Abstract
In this paper, we present a software framework, called MIDAS-M (Mixing and matching heterogeneous Interaction Devices to Applications and Services) that enables an application to lend itself to many different types of interaction methods and accommodate users with different client devices in a flexible manner. In particular, we focus on the aspect of supporting “multimodal” interaction by defining and mapping events that are mixed and matched by different input/output components. The multimodal events defined this way can be realized on various client platforms according to their capabilities. We also describe a case study of applying MIDAS-M to developing a multimodal interface for a virtual apartment preview system, called the SMARTIS, and demonstrate its advantages.
You have full access to this open access chapter, Download conference paper PDF
Similar content being viewed by others
Keywords
1 Introduction
Cloud computing allows and simplifies the instant access of rich information and high quality service anywhere by decoupling the core software functionality (on the server side) and the input/output (on the client side). That is, the client can be relatively computationally less capable supporting just the acquisition of user input, presentation of the output and communication these between the client and server.
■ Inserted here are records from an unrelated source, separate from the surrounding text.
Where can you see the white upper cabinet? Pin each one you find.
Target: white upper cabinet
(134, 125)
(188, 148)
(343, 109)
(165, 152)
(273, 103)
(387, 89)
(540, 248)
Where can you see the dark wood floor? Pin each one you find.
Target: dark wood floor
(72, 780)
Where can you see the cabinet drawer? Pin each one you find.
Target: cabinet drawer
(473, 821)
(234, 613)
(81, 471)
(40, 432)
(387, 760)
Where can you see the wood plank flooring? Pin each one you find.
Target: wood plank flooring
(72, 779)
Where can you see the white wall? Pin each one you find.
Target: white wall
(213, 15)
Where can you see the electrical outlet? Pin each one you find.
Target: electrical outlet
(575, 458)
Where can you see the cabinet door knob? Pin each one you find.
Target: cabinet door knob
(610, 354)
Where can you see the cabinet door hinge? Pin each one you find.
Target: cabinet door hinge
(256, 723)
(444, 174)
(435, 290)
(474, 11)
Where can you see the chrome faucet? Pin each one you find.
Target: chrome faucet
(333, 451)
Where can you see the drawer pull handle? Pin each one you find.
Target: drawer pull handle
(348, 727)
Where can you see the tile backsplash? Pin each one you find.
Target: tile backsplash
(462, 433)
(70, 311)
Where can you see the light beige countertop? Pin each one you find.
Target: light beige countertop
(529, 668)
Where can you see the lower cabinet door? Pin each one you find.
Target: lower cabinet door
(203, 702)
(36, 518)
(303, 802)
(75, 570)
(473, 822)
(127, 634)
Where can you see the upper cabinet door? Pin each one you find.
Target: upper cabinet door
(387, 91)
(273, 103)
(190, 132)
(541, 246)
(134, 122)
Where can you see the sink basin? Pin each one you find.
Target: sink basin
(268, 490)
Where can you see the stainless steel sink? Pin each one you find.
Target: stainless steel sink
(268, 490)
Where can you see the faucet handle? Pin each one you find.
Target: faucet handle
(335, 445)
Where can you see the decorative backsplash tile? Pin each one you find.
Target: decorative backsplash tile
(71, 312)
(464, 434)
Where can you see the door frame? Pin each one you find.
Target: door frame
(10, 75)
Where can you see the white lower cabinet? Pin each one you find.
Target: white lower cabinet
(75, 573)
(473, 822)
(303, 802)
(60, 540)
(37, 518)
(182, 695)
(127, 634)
In many cases, the web environment is used to provide the interaction platform independence for the cloud client. The web environment basically supports only the standard keyboard and cursor/pointer/touch interaction. In the future, we can easily imagine a situation where users with variant client devices (and interaction capabilities) wanting to accomplish a given application task in a different way. For instance, in playing a first person shooting game, one might prefer to shoot using a hardware button, another by touch button, another by swipe gesture, and another by voice command. That is, sophisticated users will expect to choose the most usable form of interaction for themselves, depending on the given device (e.g. desktop, smart phone, pad, VR).
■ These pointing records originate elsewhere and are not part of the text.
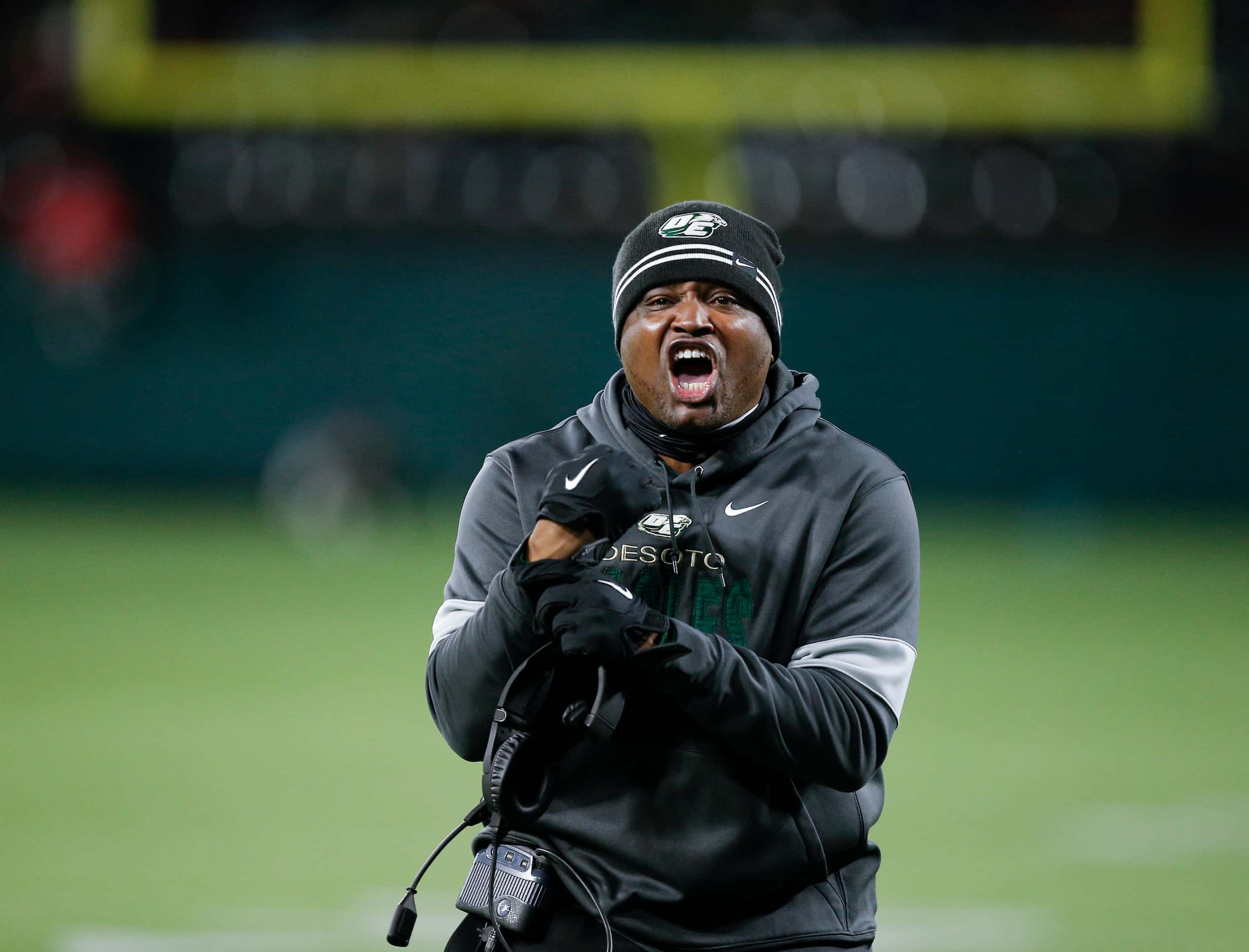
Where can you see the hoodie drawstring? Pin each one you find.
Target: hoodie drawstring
(672, 519)
(703, 521)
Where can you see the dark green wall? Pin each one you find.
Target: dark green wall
(995, 370)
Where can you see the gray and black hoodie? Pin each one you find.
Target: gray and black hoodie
(731, 810)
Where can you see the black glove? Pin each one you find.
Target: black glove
(536, 577)
(598, 619)
(604, 489)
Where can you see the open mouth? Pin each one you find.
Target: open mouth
(692, 373)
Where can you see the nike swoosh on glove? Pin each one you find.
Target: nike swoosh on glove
(598, 619)
(601, 488)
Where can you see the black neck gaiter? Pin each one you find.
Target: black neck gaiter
(686, 448)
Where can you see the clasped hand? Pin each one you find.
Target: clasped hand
(600, 493)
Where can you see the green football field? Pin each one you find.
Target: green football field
(216, 740)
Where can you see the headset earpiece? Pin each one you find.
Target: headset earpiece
(521, 783)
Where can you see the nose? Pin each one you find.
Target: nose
(692, 316)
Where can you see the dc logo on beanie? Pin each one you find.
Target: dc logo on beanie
(692, 224)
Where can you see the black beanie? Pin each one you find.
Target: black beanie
(701, 240)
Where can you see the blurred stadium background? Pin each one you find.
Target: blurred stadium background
(275, 276)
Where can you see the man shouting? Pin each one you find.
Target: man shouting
(771, 564)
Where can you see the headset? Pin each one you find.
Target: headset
(532, 726)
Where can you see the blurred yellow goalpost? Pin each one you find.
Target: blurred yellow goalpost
(675, 94)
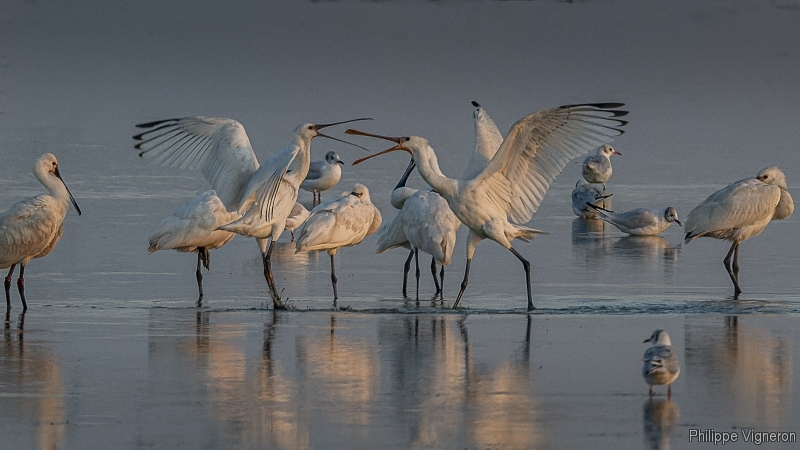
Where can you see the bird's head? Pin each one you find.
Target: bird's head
(671, 215)
(659, 337)
(772, 175)
(333, 158)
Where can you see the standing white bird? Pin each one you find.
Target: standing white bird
(740, 211)
(339, 222)
(193, 228)
(323, 175)
(640, 221)
(588, 193)
(296, 218)
(514, 183)
(660, 362)
(263, 195)
(32, 227)
(597, 168)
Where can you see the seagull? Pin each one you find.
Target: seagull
(31, 228)
(262, 195)
(510, 189)
(640, 221)
(323, 175)
(740, 211)
(339, 222)
(297, 216)
(660, 362)
(193, 228)
(588, 193)
(597, 168)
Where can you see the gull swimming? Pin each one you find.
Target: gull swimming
(660, 362)
(639, 221)
(510, 189)
(740, 211)
(31, 228)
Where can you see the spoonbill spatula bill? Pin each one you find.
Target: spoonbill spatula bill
(263, 195)
(510, 189)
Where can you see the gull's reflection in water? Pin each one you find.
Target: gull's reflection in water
(748, 369)
(660, 419)
(332, 380)
(30, 374)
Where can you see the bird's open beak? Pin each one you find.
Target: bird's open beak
(399, 140)
(74, 203)
(319, 127)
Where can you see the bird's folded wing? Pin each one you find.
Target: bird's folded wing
(218, 147)
(537, 149)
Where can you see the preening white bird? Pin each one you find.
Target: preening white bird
(588, 193)
(263, 196)
(597, 167)
(339, 222)
(32, 227)
(740, 211)
(511, 188)
(297, 216)
(193, 227)
(660, 362)
(323, 175)
(640, 221)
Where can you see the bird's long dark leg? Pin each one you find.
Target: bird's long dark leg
(21, 286)
(7, 284)
(333, 278)
(464, 283)
(416, 264)
(199, 275)
(435, 279)
(733, 269)
(527, 266)
(406, 269)
(276, 299)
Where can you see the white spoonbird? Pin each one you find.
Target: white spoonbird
(511, 188)
(297, 216)
(585, 193)
(339, 222)
(323, 175)
(263, 195)
(32, 227)
(597, 167)
(660, 362)
(740, 211)
(193, 228)
(640, 221)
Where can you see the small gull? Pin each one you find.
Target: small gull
(323, 175)
(640, 221)
(660, 362)
(597, 167)
(339, 222)
(585, 193)
(740, 211)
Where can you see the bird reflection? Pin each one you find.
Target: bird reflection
(747, 368)
(26, 366)
(660, 419)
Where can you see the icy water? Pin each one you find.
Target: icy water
(113, 352)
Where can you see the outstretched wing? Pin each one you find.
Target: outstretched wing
(218, 147)
(537, 149)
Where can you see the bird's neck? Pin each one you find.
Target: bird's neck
(428, 167)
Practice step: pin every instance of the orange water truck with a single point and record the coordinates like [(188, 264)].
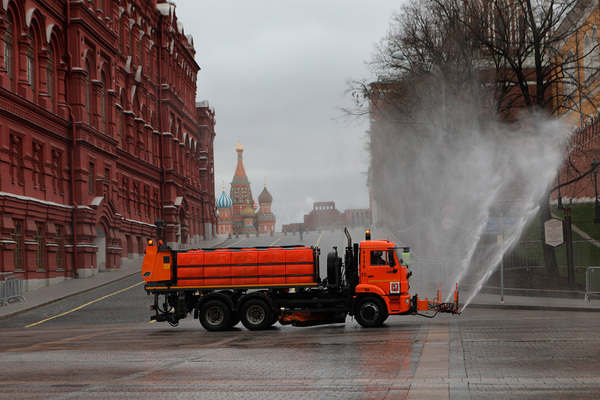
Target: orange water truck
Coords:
[(260, 286)]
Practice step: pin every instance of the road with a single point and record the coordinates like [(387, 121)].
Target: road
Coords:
[(101, 345)]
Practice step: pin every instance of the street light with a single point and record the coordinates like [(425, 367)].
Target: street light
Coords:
[(429, 67), (596, 205)]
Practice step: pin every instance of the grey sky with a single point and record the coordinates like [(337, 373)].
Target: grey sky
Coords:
[(275, 73)]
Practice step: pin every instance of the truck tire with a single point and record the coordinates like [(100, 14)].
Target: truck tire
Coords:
[(370, 312), (215, 315), (256, 315)]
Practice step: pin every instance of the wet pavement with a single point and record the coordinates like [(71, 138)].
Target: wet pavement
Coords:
[(525, 347)]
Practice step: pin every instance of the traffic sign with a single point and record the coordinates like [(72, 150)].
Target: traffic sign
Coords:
[(553, 232)]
Traditionally, to accommodate the situation as described above, either separate client programs are developed for (or ported to) different devices and operating systems, enforcing a particular interface most suited for the given device, or a “large” client program is developed to cover all possible interaction possibilities. Practically, this has caused application services (cloud or local) to be compatible to only a small family or brand of devices and leaving no choices for the users in terms of the interaction possibilities.
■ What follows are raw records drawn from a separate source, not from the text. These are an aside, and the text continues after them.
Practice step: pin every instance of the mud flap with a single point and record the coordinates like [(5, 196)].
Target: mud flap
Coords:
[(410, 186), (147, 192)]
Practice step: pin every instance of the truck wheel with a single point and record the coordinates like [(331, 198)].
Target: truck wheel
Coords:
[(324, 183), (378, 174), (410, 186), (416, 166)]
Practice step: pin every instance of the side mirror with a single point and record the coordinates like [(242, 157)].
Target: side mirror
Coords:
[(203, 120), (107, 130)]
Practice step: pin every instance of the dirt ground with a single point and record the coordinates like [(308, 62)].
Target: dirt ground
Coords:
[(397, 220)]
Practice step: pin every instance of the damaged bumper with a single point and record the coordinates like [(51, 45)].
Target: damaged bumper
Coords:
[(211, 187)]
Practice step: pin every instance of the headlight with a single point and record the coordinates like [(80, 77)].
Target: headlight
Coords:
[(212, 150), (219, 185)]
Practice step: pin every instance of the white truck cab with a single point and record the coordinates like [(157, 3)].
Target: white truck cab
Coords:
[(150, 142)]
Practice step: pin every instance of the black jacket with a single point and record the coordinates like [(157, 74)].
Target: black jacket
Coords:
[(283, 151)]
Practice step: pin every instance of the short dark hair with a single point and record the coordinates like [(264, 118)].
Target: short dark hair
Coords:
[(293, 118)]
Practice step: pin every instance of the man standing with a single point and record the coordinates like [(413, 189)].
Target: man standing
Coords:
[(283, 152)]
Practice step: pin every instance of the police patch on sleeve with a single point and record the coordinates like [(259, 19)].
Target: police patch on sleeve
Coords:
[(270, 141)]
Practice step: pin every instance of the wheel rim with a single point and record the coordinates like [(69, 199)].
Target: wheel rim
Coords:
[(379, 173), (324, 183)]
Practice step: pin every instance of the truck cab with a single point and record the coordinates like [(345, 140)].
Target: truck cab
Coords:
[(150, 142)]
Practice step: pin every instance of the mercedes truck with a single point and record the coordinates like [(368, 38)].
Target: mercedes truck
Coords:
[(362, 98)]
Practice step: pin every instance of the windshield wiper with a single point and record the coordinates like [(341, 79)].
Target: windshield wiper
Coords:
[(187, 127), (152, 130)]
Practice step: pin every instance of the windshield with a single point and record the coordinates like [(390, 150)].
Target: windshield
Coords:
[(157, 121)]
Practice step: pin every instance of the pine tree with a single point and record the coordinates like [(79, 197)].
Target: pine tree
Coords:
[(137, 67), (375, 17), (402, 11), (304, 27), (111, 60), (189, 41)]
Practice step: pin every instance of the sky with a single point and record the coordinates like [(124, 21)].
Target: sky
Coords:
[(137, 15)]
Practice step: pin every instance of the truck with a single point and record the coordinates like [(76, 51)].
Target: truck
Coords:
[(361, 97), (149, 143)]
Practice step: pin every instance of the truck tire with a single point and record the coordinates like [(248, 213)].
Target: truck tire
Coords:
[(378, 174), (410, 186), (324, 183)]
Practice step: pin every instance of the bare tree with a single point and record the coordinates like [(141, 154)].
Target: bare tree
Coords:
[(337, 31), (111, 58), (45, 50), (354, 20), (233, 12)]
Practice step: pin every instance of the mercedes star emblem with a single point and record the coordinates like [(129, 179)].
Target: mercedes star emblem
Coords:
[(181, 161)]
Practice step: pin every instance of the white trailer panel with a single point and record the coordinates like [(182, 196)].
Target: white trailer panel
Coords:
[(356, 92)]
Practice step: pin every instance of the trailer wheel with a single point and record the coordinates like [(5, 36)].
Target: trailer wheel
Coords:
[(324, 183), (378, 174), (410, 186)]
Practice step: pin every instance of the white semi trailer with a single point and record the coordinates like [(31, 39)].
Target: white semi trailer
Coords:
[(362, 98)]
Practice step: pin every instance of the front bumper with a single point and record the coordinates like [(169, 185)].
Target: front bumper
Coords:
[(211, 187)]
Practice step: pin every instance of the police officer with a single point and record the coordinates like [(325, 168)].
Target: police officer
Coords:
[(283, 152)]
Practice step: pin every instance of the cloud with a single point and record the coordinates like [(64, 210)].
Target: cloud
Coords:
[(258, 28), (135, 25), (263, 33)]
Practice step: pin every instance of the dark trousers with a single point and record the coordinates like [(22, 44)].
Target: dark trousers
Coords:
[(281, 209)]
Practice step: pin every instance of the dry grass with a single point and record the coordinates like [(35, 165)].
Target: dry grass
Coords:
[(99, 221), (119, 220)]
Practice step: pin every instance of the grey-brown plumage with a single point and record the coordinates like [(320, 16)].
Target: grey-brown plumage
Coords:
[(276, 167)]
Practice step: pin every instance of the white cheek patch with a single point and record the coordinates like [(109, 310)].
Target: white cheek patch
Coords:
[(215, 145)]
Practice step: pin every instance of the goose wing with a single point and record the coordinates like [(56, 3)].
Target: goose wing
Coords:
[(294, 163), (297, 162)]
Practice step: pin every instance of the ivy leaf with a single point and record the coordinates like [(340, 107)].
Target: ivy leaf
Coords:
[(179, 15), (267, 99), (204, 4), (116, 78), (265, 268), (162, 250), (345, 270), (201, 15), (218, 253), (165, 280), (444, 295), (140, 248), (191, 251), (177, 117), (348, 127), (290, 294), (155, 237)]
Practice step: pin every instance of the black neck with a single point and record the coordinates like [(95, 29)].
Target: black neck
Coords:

In the line of such a need, we had developed present a software framework, called MIDAS (Mixing and matching heterogeneous Interaction Devices to Applications and Services), that enables an application to lend itself to many different types of interaction methods (namely, sensing and display) and accommodate users with different client devices in a flexible manner [1]. In this paper, we present an important extension to MIDAS, called MIDAS-M, for supporting “multimodal” interaction in the similar way. Using MIDAS-M, multimodal events can be defined in an abstract manner, and mapped to the application, e.g. to provide redundant and assured input/output delivery, alternative interaction methods, and/or interfaces matched in modalities by the task characteristics. The multimodal events defined this way can be realized on various client platforms according to their capabilities. We describe the MIDAS-M framework and present a case study of applying it to developing a multimodal interface for a virtual apartment preview system, called the SMARTIS.
2 Related Work
The objective of our work is similar to those of the migratory or plastic interfaces. Migratory interfaces are those that operate on changing operating platforms or interaction resources. Cameleon-RT [2] and BEACH [3] are examples of such software architecture/infrastructures in which multiple interaction devices could be managed and interact with the given application. Such middlewares enable a “generically” described interactive application to build their own “view” for a given physical interaction platform. Plasticity further requires the migrating interface to preserve the usability as much as possible by adaptation to the specific operating platform (e.g. the control panel lay out changed according to the size of the PDA) [4]. In these approaches, separate platform specific implementations and compilation processes are still needed, and they do not support the design of multimodal interaction in a flexible mix (different modalities) and match (to various devices) fashion.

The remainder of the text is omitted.